Sentence corresponding to context generation module from each descriptor, which is concentrated, chooses a most close sentence, Ran Houji All most close sentences are closed, form the context of biologic medical image(context), i.e., all molecular set of sentence closely It is exactly context.Include it is preferred that the most close sentence chooses process:Traversal includes each sentence of one of descriptor Son, if this sentence contains other descriptor, its number of votes obtained just accordingly increases, and a descriptor contributes a ticket, then Choose most close sentence of the number of votes obtained highest sentence as this descriptor;The most close sentence for gathering all descriptor is formed Context.
The LDA models that mark generation module is obtained by LDA training modules are built to the context of biologic medical image Mould, theme distribution and the word distribution of biologic medical image are obtained, then multiplies the probability of each word in theme-word distribution With the probability of corresponding theme, weights of the acquired results as this word, according still further to the order of weights from big to small by all lists Word sorts, mark word of several words as biologic medical image before selection.
With reference to figure 2, correspondingly, invention also provides a kind of mask method of the biologic medical image based on LDA, bag Include following steps:
Step S01:A part of biologic medical image construction training set is chosen, and it is literary from the text of every width biologic medical image The comment in node is extracted in part, forms the training dataset of LDA models;
Step S02:LDA models are trained, the distribution for theme corresponding to word of first sampling out, then further calculated Document-theme distribution and theme-word distribution;
Step S03:It is secondary to one not mark image, it is modeled using the LDA models of training, chooses all descriptor, Form theme set of words;
Step S04:Theme set of words is optimized, the word wherein repeated, the word that probability is zero is removed and does not exist Word in comment, so as to obtain refining theme set of words;
Step S05:To a descriptor, all sentences comprising the word, group are retrieved from the text of image Into a sentence collection, the corresponding sentence collection of the descriptor is denoted as;
Step S06:Concentrated from the corresponding sentence of each descriptor and choose most close sentence, form the upper and lower of the image Text;
Step S07:Context is modeled with the LDA models of training, then by each list in theme-word distribution The probability of word is multiplied by the probability of corresponding theme, weights of the obtained result as word;Sort all words in descending order, before selection Several final marks as image.

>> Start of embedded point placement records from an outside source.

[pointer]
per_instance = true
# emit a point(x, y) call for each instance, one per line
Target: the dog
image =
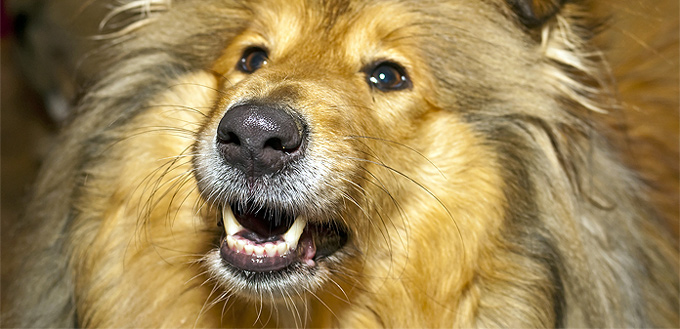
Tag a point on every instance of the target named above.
point(343, 163)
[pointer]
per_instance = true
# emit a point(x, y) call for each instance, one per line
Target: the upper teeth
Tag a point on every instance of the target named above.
point(291, 237)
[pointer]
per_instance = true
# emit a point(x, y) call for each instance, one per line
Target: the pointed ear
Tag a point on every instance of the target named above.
point(534, 13)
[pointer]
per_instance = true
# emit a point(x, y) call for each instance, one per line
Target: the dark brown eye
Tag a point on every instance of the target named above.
point(388, 76)
point(252, 59)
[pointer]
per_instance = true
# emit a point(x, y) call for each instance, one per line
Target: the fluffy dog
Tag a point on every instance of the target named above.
point(343, 163)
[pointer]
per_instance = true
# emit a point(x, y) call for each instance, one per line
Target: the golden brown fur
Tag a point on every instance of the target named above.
point(487, 194)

Coordinate with reference to figure 3, the specific behaviour as the biologic medical image labeling method based on LDA of one embodiment of the invention It is as follows to make step:
1st step, start
2nd step, a part of biologic medical image construction training set is chosen, and extracted from the text of each image Comment in CAPTION nodes, form the training dataset of LDA models;Meanwhile given number of topics, document-theme distribution Study first, the Study first of theme-word distribution.
3rd step, LDA models are trained using Gibbs sampling algorithms;First sample out theme corresponding to word point Cloth, then further calculate document-theme distribution and theme-word distribution.

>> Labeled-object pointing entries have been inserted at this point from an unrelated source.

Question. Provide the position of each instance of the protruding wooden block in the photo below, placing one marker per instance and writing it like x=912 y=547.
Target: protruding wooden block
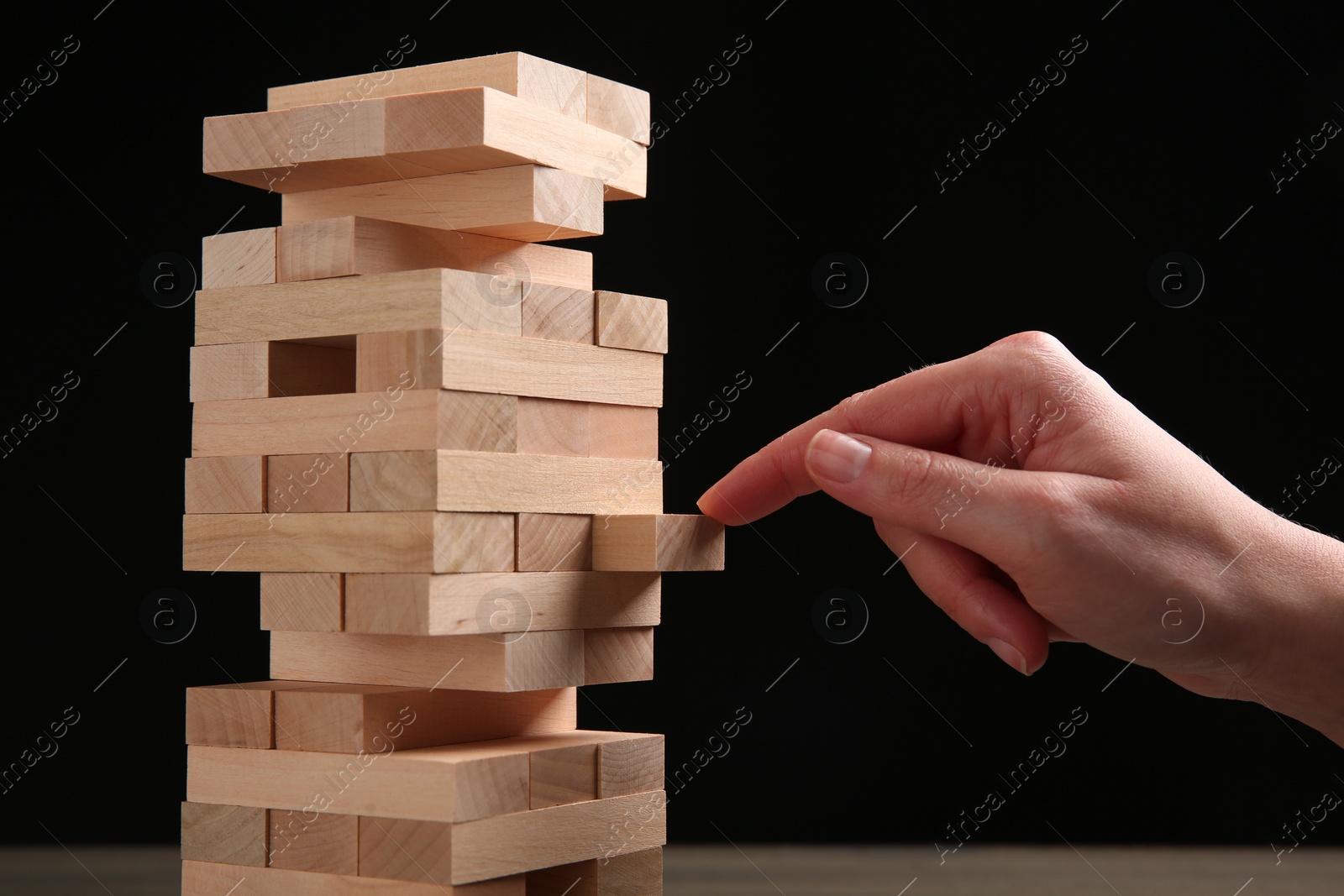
x=218 y=833
x=526 y=203
x=327 y=844
x=561 y=313
x=234 y=715
x=268 y=369
x=302 y=600
x=550 y=426
x=618 y=430
x=638 y=873
x=632 y=322
x=628 y=766
x=344 y=246
x=212 y=879
x=389 y=542
x=381 y=421
x=225 y=485
x=620 y=109
x=617 y=654
x=476 y=362
x=541 y=661
x=366 y=718
x=241 y=258
x=554 y=542
x=564 y=775
x=664 y=542
x=537 y=81
x=507 y=605
x=437 y=297
x=307 y=483
x=501 y=483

4th step, it is secondary to one not mark image, it is modeled using the LDA models of training, chooses all descriptor, group Into theme set of words.

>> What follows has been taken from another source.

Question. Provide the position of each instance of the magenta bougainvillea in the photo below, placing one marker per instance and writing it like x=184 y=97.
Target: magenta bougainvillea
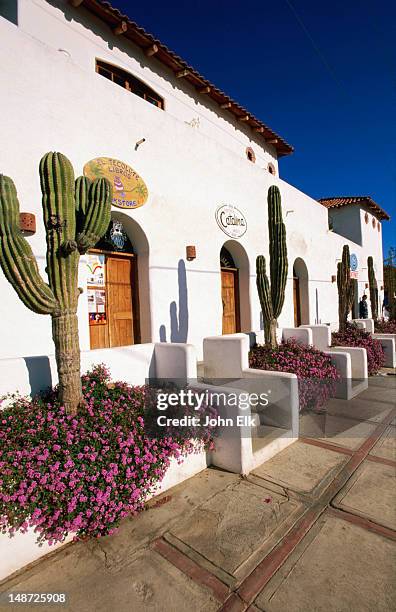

5th step, theme set of words is optimized, remove the word wherein repeated, the word that probability is zero and do not saying Word in plaintext word, so as to obtain refining theme set of words.
6th step, to a descriptor, all sentences comprising the word are retrieved from the text of image with LUCECE Son, a sentence collection is formed, be denoted as the corresponding sentence collection of the descriptor.
7th step, there is corresponding sentence collection if all of descriptor, then into the 8th step, otherwise into the 6th step.
8th step, using context generating algorithm, concentrated from the corresponding sentence of each descriptor and choose most close sentence, Form the context of the image.
9th step, the LDA models trained with the 3rd step are modeled to context, then will be every in theme-word distribution The probability of individual word is multiplied by the probability of corresponding theme, weights of the obtained result as word;Sort all words in descending order, choosing Several final marks as image before taking.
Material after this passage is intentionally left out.